El Gordi estaba acompañado de su atónita abuela, ocupado en mantener a raya al Ojo de la Maldad con aquellos instrumentos que pronto iban a hacer famoso al doctor Papadopoulos. El Ojo extendió su largo tallo ocular y golpeó a mi amigo en la muñeca haciéndole tirar los instrumentos. El Gordi podría haber acabado mal de no ser porque su abuela dio un paso al frente y soltó un golpetazo al Ojo con el que parecía ser el bolso de mujer más pesado del mundo. El Ojo rodó sobre sí mismo como si estuviera borracho y chocó con violencia contra un montón de botellas de agua mineral emplazado junto al banquillo del equipo de casa.

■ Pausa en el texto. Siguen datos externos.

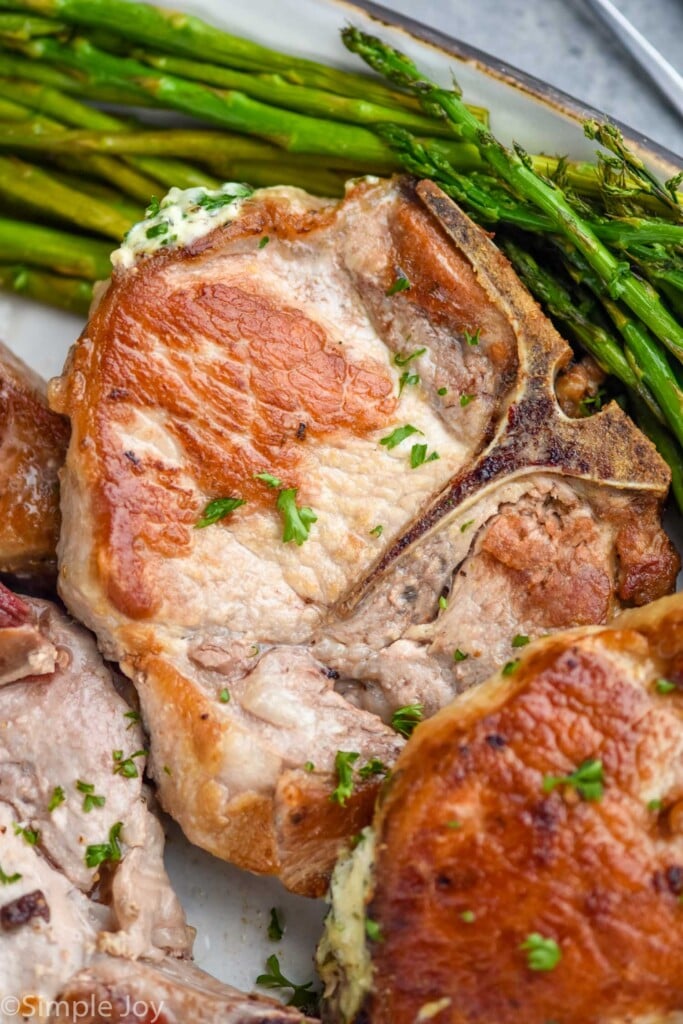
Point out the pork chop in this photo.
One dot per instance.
(317, 471)
(526, 862)
(87, 913)
(33, 444)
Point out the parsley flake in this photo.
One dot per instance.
(90, 798)
(419, 456)
(398, 435)
(8, 880)
(542, 953)
(407, 380)
(302, 996)
(275, 928)
(665, 686)
(373, 767)
(401, 284)
(126, 766)
(31, 836)
(402, 360)
(57, 798)
(217, 510)
(588, 780)
(373, 931)
(297, 519)
(344, 767)
(100, 853)
(404, 719)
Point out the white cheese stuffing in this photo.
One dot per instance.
(181, 217)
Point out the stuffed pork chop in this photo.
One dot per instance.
(317, 472)
(87, 914)
(526, 858)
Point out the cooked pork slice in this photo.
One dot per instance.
(170, 992)
(33, 443)
(315, 454)
(526, 859)
(87, 913)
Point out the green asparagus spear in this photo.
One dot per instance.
(514, 168)
(31, 184)
(71, 294)
(189, 36)
(294, 132)
(74, 255)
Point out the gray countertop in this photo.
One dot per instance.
(560, 42)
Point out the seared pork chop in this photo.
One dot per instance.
(87, 913)
(526, 860)
(33, 443)
(354, 402)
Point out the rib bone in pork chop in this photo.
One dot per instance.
(526, 862)
(377, 364)
(88, 920)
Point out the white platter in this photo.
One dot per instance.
(228, 907)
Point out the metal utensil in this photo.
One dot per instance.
(665, 76)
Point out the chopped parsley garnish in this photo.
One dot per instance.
(297, 519)
(31, 836)
(408, 380)
(419, 456)
(402, 360)
(157, 229)
(302, 996)
(401, 284)
(588, 780)
(373, 931)
(154, 208)
(272, 481)
(520, 640)
(344, 767)
(217, 510)
(398, 435)
(275, 928)
(100, 853)
(228, 194)
(542, 953)
(404, 719)
(57, 798)
(90, 798)
(665, 686)
(127, 766)
(373, 767)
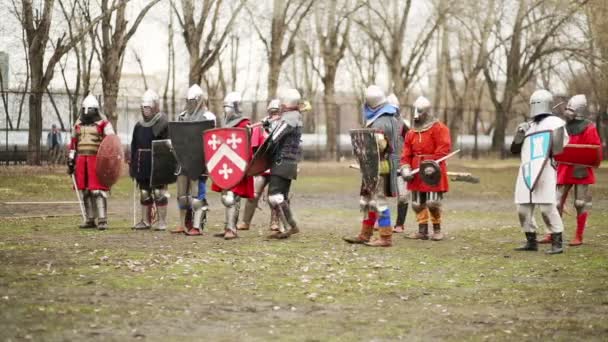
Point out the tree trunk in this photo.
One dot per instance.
(456, 123)
(35, 127)
(500, 126)
(274, 71)
(110, 98)
(331, 129)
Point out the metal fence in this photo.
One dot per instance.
(57, 108)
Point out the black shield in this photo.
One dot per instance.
(187, 140)
(365, 149)
(262, 159)
(433, 177)
(164, 163)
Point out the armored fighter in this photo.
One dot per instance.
(87, 134)
(261, 181)
(376, 148)
(403, 197)
(575, 164)
(538, 141)
(285, 152)
(231, 198)
(153, 126)
(191, 192)
(428, 140)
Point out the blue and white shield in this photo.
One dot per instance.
(534, 155)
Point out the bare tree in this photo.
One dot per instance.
(462, 76)
(287, 18)
(37, 25)
(206, 37)
(112, 42)
(332, 25)
(597, 63)
(388, 23)
(520, 49)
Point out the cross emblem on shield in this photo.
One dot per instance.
(227, 153)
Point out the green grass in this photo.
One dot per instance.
(59, 283)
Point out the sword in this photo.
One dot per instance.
(416, 170)
(84, 218)
(134, 191)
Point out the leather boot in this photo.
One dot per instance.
(384, 240)
(144, 223)
(556, 244)
(422, 234)
(364, 236)
(545, 239)
(161, 224)
(437, 234)
(581, 222)
(401, 213)
(230, 234)
(89, 224)
(531, 244)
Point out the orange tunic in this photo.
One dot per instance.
(430, 143)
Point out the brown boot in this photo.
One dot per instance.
(366, 234)
(179, 230)
(545, 239)
(385, 239)
(421, 234)
(230, 235)
(437, 234)
(194, 232)
(242, 226)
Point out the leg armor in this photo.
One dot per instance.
(184, 200)
(102, 209)
(402, 204)
(551, 218)
(278, 202)
(251, 205)
(146, 201)
(433, 203)
(89, 207)
(161, 199)
(232, 203)
(525, 212)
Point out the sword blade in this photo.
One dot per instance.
(80, 204)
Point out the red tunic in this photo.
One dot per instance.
(245, 187)
(85, 169)
(565, 173)
(431, 143)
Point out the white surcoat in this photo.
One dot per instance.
(545, 189)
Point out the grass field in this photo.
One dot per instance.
(61, 283)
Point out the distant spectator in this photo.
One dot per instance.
(54, 142)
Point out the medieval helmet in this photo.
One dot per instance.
(422, 105)
(90, 109)
(393, 100)
(273, 106)
(577, 105)
(150, 99)
(374, 96)
(232, 103)
(290, 98)
(194, 92)
(541, 102)
(194, 98)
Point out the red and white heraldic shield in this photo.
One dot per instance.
(227, 153)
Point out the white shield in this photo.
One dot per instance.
(535, 153)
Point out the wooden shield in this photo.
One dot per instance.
(227, 153)
(108, 166)
(535, 154)
(365, 148)
(581, 154)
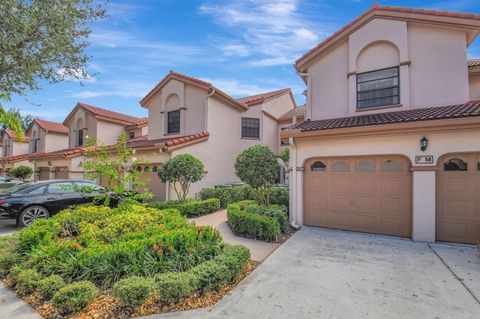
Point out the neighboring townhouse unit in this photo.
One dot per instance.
(83, 122)
(188, 115)
(391, 138)
(14, 151)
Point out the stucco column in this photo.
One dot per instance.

El Gordinflón cogió a su abuela de la mano, y los dos salieron corriendo hacia las gradas. El ensordecedor batir de «las matracas de Steve» había servido para que los espectadores mantuvieran a raya a los Gumm-Gumms durante largo rato, pero la cosa no podía durar para siempre, y el Gordi aquella noche había dejado claro que era un combatiente muy duro de pelar.
Pero no se sumó a la lucha. Lo que hizo fue seguir corriendo de la mano de su abuela, hasta dejar atrás las gradas y perderse de vista por un lateral. Me invadió el desaliento. Ahora yo también sabía lo que era encontrarse abandonado por todos. Miré con abatimiento los incontables bebés de troll y sus pequeñas bocas sembradas de colmillos y me centré en el monstruo gigantesco que estaba defendiéndose sin problemas de Jack y de Ojitranco al tiempo que se abalanzaba contra ¡¡¡ARRRGH!!! El Gordinflón no era un verdadero cazador de trolls (traté de tener bien presente la dura realidad), pero su abandono en ese momento me resultaba tan desmoralizador como una eventual baja mortal en nuestras propias filas.